El espíritu del hombre no está tan bien equilibrado como para no aburrir a mi Lady, la cual, tras un lánguido esfuerzo por escuchar, o más bien una lánguida resignación a aparentar que escucha, se distrae y cae en la contemplación del fuego como si fuera su fuego de Chesney Wold, y ella nunca lo hubiera abandonado.
Sir Leicester, completamente ajeno a todo, sigue leyendo a través de sus dobles lentes, deteniéndose de vez en cuando para quitarse el impertinente y expresar su aprobación diciendo: «Muy cierto, en verdad», «Muy bien expresado», «Con frecuencia he hecho la misma observación yo mismo», y perdiendo invariablemente el hilo tras cada comentario, arriba y abajo por la columna para volver a encontrarlo.

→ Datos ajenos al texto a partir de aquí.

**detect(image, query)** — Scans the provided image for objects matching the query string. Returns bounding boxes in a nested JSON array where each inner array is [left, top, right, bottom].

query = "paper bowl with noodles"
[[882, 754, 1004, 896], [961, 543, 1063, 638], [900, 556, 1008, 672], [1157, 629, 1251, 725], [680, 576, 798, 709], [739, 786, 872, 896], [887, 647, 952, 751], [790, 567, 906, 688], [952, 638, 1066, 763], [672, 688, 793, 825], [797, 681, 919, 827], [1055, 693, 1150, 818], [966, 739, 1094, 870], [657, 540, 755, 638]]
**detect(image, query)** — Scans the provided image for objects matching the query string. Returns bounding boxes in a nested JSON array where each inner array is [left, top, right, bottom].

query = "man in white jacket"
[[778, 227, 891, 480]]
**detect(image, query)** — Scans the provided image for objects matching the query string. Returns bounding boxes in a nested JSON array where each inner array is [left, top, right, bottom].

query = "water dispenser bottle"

Sir Leicester lee con infinita gravedad y pompa cuando la puerta se abre, y el Mercurio empolvado hace este extrañísimo anuncio: «El joven, señora, de nombre Guppy».

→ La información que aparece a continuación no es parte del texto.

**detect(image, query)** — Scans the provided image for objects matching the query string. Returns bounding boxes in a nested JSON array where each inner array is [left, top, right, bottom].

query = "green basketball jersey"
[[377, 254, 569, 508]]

Sir Leicester hace una pausa, fija la mirada, y repite con voz aniquiladora: «¿El joven del nombre de Guppy?».
Mirando a su alrededor, contempla al joven de nombre Guppy, muy desconcertado y sin ofrecer una carta de presentación muy impresionante en sus modales y su apariencia.
—Le ruego —dice Sir Leicester a Mercurio—, ¿qué significa anunciar con esta brusquedad a un joven que responde al nombre de Guppy?
“Le ruego que me perdone, Sir Leicester, pero mi señora dijo que recibiría al joven cuando este llamara. No sabía que usted estaba aquí, Sir Leicester”.
Con esta disculpa, Mercury dirige una mirada despectiva e indignada al joven que responde al nombre de Guppy, la cual dice claramente: «¿A qué vienes a llamar aquí y a meterme en un lío?».